Consider $X\subseteq \mathbb A^n$ an affine variety, $p\in X$. Is it true that $\exists K_0\subseteq O_p(X)$ a subfield with $K_0\cong O_p(X)/m_p$ where $m_p$ is the maximal ideal of $O_p(X)$ ?
We have $O_p(X)\cong\Gamma(X)_{\overline{m_p}}$ where $\overline{m_p}$ is the image of $(x_1-p_1,\dots,x_n-p_n)$ by the quotient.
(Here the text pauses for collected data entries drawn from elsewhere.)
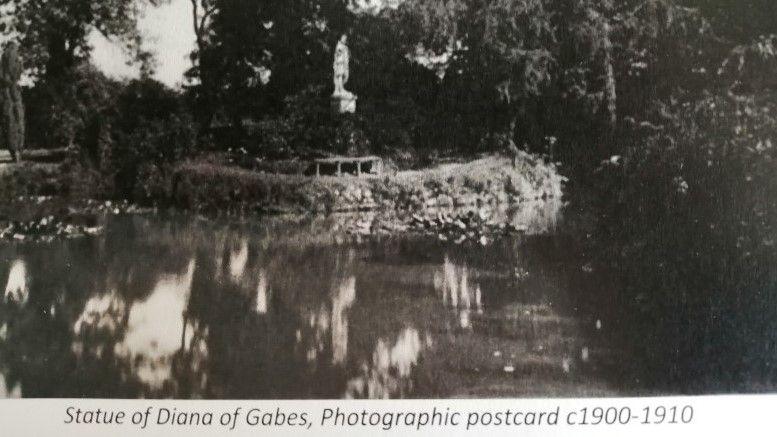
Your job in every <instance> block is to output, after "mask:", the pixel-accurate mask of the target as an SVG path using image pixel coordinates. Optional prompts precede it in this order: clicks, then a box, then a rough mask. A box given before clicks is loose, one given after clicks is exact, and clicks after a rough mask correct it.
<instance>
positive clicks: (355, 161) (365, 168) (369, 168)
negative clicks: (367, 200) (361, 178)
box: [313, 156, 383, 176]
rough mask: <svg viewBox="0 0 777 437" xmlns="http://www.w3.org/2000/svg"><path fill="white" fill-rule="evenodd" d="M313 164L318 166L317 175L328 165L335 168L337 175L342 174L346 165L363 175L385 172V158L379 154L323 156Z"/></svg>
mask: <svg viewBox="0 0 777 437" xmlns="http://www.w3.org/2000/svg"><path fill="white" fill-rule="evenodd" d="M313 165H314V166H315V168H316V176H321V168H322V167H324V166H326V167H330V168H332V167H333V168H334V169H335V172H334V174H335V175H336V176H342V175H343V173H351V172H344V171H343V168H344V167H352V168H354V169H355V172H354V173H352V174H355V175H356V176H362V175H365V174H367V175H374V176H380V175H381V174H382V173H383V159H381V158H380V157H377V156H360V157H347V156H335V157H330V158H321V159H316V160H314V161H313Z"/></svg>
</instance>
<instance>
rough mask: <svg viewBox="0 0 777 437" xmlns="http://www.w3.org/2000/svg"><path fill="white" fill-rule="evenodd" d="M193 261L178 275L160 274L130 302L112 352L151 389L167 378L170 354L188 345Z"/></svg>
mask: <svg viewBox="0 0 777 437" xmlns="http://www.w3.org/2000/svg"><path fill="white" fill-rule="evenodd" d="M195 265H196V263H195V261H194V260H191V261H189V265H188V266H187V268H186V271H185V272H184V273H182V274H176V275H167V276H163V277H162V278H161V279H160V280H159V282H157V284H156V286H154V288H153V290H152V291H151V293H150V295H149V296H148V297H147V298H146V299H145V300H143V301H138V302H135V303H133V304H132V306H131V307H130V309H129V314H128V316H127V326H126V328H125V333H124V337H123V339H122V341H121V342H119V343H118V344H117V345H116V347H115V350H114V351H115V354H116V356H117V357H119V358H124V359H125V360H126V361H127V362H129V363H131V369H132V373H133V374H134V376H135V377H137V378H138V379H139V380H140V381H141V382H143V383H145V384H146V385H148V386H149V387H150V388H151V389H156V390H159V389H161V388H162V387H163V385H164V383H165V382H166V381H167V380H168V379H169V378H170V374H171V371H172V357H173V355H174V354H175V353H176V352H177V351H178V350H179V349H182V348H184V346H185V345H186V344H189V343H190V341H191V337H190V338H187V336H186V334H187V332H188V333H189V334H190V335H191V333H192V332H193V330H186V329H185V328H186V320H185V312H186V307H187V305H188V301H189V294H190V292H191V288H192V280H193V278H194V268H195Z"/></svg>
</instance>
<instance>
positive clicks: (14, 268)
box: [4, 259, 30, 305]
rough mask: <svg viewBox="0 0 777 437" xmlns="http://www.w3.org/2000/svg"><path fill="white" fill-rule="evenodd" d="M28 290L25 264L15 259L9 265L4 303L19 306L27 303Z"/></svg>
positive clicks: (29, 293)
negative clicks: (14, 304)
mask: <svg viewBox="0 0 777 437" xmlns="http://www.w3.org/2000/svg"><path fill="white" fill-rule="evenodd" d="M29 294H30V290H29V288H28V286H27V264H26V263H25V262H24V260H21V259H16V260H14V261H13V262H12V263H11V270H10V271H9V272H8V282H7V283H6V285H5V293H4V297H5V301H6V302H14V303H16V304H19V305H24V304H25V303H27V298H28V297H29Z"/></svg>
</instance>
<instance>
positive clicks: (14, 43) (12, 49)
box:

I thought about taking the representatives of the equivalences classes of $\Gamma(X)_{\overline{m_p}}/\overline{m_p}.\Gamma(X)_{\overline{m_p}}$ together with $0$, but I can't manage to show that it's stable under addition.
If $X$ is an affine variety over an algebraically closed field, and $p$ is a closed point, then this is true. $O_{X, p} / m_p$ is a field extension of $k$. Since $p$ is closed, this is a finite degree extension of $k$, and since $k$ is algebraically closed, this is equal to $k$. $k$ can also be realized as a subset of $O_{X, p}$ since there is a morphism $k \rightarrow O_X(X) \rightarrow O_{X, p}$.
In general, this is false. Consider $X = Spec(\mathbb{Q}[x])$ and $p = (x^2 - 2)$. Then, $O_{X, p} / m_p = \mathbb{Q}[\sqrt{2}]$. But since $O_{X, p} \subseteq \mathbb{Q}(x)$, any such $K_0$ of $O_{X, p}$ is a subfield of $\mathbb{Q}(x)$, and since $\mathbb{Q}(x)$ doesn't contain $\sqrt{2}$, such a $K_0$ cannot be isomorphic to $\mathbb{Q}[\sqrt{2}]$.